Además, “el sueño diurno suele ser más corto y menos reparador, por tanto, la sensación de descanso puede no ser reparadora”, afirma Del Villar.

Otras consecuencias incluyen trastornos digestivos, cambios en la dieta, aumento del tabaquismo y consumo de alcohol; en mujeres, problemas de salud reproductiva; tendencia al sobrepeso por alteraciones metabólicas; y a nivel de salud mental, mayor riesgo de depresión, ansiedad y otros trastornos emocionales.

También se asocia con problemas como diabetes tipo 2, enfermedad coronaria y accidente cerebrovascular. La Organización Mundial de la Salud consideró en 2007 el trabajo por turnos un “probable carcinógeno” debido a una posible conexión entre el cáncer y los turnos nocturnos.

Esta desalineación circadiana impacta también “a nivel familiar y social, ya que dificulta las relaciones familiares, por dificultad de conciliación, cambios a nivel emocional, como irritabilidad, falta de paciencia, impulsividad o desánimo”, advierte Del Villar.
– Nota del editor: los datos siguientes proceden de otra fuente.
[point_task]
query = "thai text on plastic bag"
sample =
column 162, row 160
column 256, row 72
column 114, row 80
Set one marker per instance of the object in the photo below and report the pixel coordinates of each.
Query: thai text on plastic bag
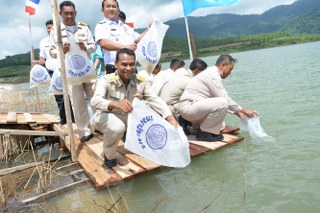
column 78, row 66
column 253, row 126
column 151, row 136
column 39, row 75
column 56, row 86
column 149, row 47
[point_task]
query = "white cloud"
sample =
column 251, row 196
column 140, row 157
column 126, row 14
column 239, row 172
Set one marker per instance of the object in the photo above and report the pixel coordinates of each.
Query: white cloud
column 14, row 29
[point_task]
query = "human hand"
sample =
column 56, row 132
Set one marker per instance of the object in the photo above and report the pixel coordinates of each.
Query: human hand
column 247, row 112
column 123, row 106
column 82, row 46
column 65, row 47
column 172, row 121
column 132, row 46
column 34, row 62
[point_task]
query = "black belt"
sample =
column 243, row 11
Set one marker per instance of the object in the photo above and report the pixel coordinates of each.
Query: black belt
column 110, row 68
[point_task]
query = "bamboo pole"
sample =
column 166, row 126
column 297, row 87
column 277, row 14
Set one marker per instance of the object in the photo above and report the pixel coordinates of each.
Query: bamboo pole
column 193, row 44
column 64, row 79
column 189, row 42
column 38, row 105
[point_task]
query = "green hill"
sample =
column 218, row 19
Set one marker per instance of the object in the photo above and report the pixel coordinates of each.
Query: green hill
column 217, row 34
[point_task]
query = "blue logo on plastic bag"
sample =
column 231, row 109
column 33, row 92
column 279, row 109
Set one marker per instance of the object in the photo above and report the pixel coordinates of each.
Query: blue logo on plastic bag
column 156, row 136
column 77, row 62
column 38, row 73
column 152, row 49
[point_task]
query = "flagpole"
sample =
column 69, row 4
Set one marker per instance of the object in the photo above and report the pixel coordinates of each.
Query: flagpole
column 38, row 108
column 64, row 79
column 188, row 36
Estrategias para sobrevivir al turno de noche

El sueño diurno suele ser menos reparador, por lo que “es importante adoptar unos hábitos relacionados con el sueño, por tanto, para dormir se requiere ‘engañar al cerebro’”, explica Del Villar. Un sueño de calidad requiere un entorno tranquilo, oscuridad y una temperatura adecuada. Aislarse del ruido y bloquear la luz es crucial para facilitar la secreción de melatonina, la hormona del sueño.

La regularidad es esencial para mantener el reloj interno del cuerpo. Acostarse y despertarse a la misma hora estabiliza el ritmo circadiano, reduciendo las alteraciones del sueño. “Si cuidar la higiene del sueño ya es importante, cuando hay un ritmo circadiano alterado, aún lo es más”, reconoce Del Villar, quien además aconseja:

  • Evitar la actividad física antes de dormir.
  • Limitar el consumo de café y excitantes.
  • Instaurar momentos y oportunidades para gestionar la vida familiar y social.

Para la especialista, es clave “establecer turnos adecuados, que permitan descansar lo suficiente. Por tanto, el uso de criterios ergonómicos como una óptima duración y distribución de tiempos de trabajo y descanso, son relevantes”.